I have a craftsman push mower with a Briggs 10T802-1025-B1 engine. The governor spring is missing. The IPL shows that it uses a single spring. It does not show where it is connected. The spring is 698719. It is the typical briggs spring with a long loop at one end and a circular loop at the other. My repair manual does not cover the 10T802 engine. I appreciate any help on this. The carburetor throttle shaft has two holes -- one for the governor rod and I dont know what the other one is for. It may be for the spring however which end goes there.


----------



## geogrubb (Jul 28, 2006)

It probably should look like the pic below. Have a good one. Geo


----------



## John Lolli (Nov 3, 2005)

George -- thanks for the reply. This unit is not the typical Briggs 10(A,B,C)xxxx engine. This is is a 10T802 engine and only uses a single governor spring. Also there is no loop in the governor rod. The rod is just a straight piece from the governor to the carburetor throttle shaft. There is a second hole in the throttle shaft and I would think it goes there but I am not 100% sure. I will be picking up the spring this week sometime.


----------



## geogrubb (Jul 28, 2006)

John Lolli said:


> George -- thanks for the reply. This unit is not the typical Briggs 10(A,B,C)xxxx engine. This is is a 10T802 engine and only uses a single governor spring. Also there is no loop in the governor rod. The rod is just a straight piece from the governor to the carburetor throttle shaft. There is a second hole in the throttle shaft and I would think it goes there but I am not 100% sure. I will be picking up the spring this week sometime.

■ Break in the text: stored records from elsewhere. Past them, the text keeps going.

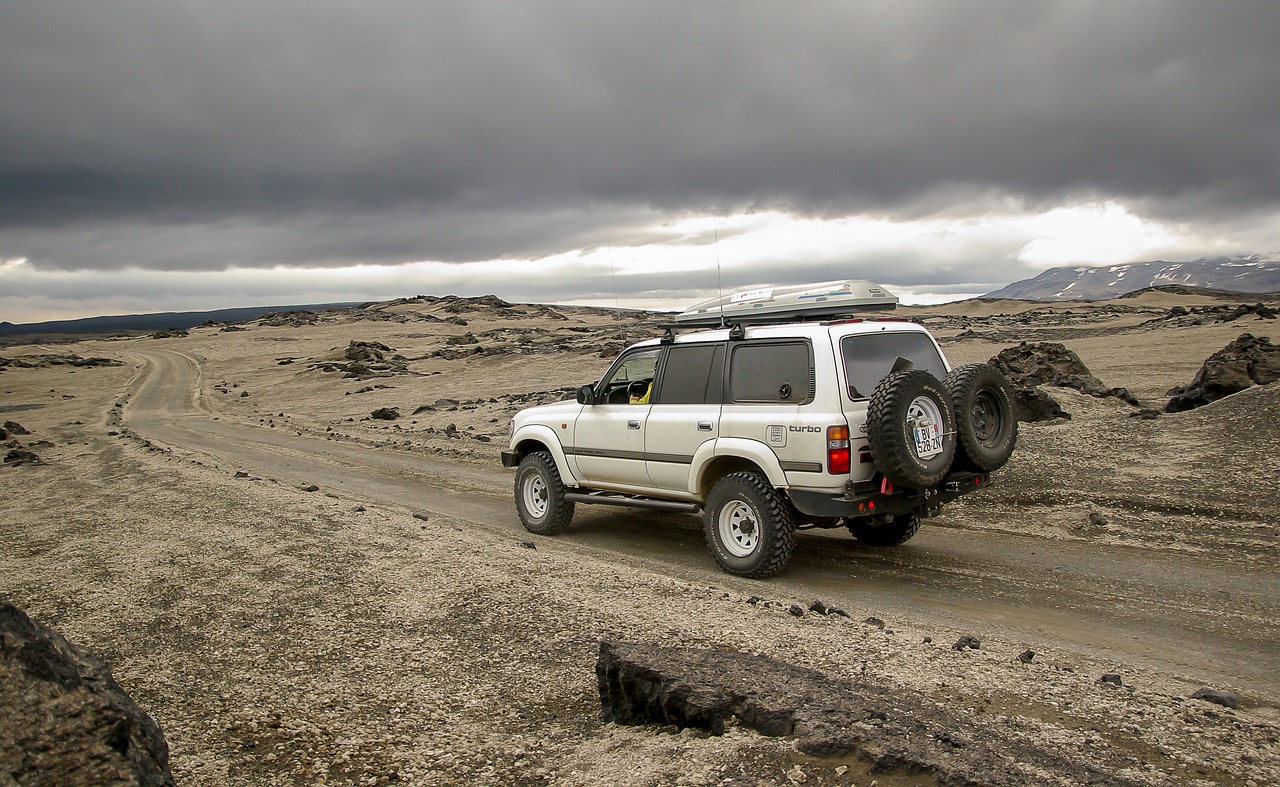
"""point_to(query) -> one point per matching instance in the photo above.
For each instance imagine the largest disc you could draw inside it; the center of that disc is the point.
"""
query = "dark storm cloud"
(199, 135)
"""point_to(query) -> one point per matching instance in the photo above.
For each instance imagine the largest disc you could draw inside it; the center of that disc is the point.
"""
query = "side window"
(693, 374)
(630, 378)
(771, 373)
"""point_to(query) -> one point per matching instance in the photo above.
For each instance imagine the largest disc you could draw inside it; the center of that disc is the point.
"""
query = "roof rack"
(790, 303)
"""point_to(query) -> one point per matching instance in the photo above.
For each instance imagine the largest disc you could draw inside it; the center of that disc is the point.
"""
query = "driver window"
(631, 380)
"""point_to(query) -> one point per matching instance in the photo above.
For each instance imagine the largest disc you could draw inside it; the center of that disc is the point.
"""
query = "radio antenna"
(720, 284)
(613, 278)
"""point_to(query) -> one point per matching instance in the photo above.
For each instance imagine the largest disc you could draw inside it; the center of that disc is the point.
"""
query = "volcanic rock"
(63, 717)
(1046, 362)
(1244, 362)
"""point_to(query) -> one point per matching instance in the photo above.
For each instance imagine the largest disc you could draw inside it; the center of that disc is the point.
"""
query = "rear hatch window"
(869, 357)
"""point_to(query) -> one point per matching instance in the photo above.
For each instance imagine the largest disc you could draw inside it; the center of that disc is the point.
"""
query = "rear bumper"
(868, 500)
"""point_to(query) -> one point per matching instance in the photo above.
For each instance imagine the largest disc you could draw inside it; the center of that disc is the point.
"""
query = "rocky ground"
(282, 636)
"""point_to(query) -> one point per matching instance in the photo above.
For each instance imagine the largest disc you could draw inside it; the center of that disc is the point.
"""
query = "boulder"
(64, 719)
(1034, 405)
(1051, 364)
(1244, 362)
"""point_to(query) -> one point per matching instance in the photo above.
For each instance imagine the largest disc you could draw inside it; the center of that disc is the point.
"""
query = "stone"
(1244, 362)
(63, 717)
(1034, 405)
(1219, 698)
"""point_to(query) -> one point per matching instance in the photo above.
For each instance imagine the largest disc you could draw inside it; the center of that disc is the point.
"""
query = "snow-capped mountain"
(1242, 274)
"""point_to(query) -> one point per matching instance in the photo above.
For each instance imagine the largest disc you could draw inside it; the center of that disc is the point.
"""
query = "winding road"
(1206, 618)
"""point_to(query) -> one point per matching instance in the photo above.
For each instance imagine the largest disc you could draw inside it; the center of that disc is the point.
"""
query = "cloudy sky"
(164, 155)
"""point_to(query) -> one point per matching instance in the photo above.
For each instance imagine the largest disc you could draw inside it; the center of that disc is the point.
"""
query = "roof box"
(790, 303)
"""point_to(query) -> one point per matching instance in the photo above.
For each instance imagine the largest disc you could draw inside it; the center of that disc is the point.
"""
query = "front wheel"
(540, 495)
(749, 526)
(891, 534)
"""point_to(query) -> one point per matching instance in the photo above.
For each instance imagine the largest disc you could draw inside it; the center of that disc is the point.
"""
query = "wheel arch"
(530, 439)
(728, 456)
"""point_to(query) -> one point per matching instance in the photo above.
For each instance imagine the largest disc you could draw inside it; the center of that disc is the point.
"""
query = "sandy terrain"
(396, 625)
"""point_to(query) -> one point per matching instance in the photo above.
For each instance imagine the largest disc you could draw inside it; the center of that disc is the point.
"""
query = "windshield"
(869, 358)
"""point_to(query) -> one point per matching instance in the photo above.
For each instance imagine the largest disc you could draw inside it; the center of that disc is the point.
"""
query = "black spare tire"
(912, 429)
(986, 424)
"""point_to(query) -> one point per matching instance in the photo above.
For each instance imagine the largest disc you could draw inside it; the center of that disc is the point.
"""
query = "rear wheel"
(897, 531)
(749, 526)
(986, 424)
(910, 428)
(540, 494)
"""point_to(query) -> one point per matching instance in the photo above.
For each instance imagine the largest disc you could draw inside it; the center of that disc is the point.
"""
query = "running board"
(576, 497)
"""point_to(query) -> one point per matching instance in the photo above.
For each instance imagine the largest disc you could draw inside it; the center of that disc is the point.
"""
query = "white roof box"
(790, 303)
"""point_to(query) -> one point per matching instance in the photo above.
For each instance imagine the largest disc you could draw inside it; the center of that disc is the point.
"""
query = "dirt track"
(284, 636)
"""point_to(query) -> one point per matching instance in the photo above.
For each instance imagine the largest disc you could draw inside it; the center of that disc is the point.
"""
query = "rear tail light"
(837, 451)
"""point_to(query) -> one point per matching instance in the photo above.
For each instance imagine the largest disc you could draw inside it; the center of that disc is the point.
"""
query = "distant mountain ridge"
(170, 320)
(1251, 274)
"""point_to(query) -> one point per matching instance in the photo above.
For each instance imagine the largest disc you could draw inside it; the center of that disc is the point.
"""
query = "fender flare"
(536, 433)
(753, 451)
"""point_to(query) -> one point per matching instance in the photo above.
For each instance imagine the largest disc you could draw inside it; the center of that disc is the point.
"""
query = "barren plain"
(295, 545)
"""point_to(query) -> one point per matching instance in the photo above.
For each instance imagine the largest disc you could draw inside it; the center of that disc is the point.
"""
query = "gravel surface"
(283, 636)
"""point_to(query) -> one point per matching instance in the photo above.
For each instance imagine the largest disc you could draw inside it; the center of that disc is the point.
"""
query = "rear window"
(869, 358)
(772, 373)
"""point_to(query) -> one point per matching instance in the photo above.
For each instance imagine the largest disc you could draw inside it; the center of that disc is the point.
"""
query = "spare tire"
(986, 421)
(912, 429)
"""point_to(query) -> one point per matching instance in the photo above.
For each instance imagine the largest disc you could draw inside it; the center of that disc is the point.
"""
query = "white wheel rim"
(924, 408)
(535, 495)
(739, 529)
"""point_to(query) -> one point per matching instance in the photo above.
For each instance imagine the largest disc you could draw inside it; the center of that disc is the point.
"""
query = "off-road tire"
(899, 531)
(540, 495)
(986, 420)
(749, 526)
(895, 405)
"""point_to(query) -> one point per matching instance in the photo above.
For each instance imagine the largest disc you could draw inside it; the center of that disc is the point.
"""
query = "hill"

How about the pic below. Have a good one. Geo


----------



## John Lolli (Nov 3, 2005)

I installed the spring about an hour ago. I finally realized that somehow the throttle shaft had gotten turned around. Instead of moving around the bump on the carburetor throat where it mounts to the intake, it was turned approx 90 degrees and was causing the governor shaft to bind. Once I corrected the throttle shaft, the installation of the spring became obvious and the engine ran fine. Thanks again for the help


----------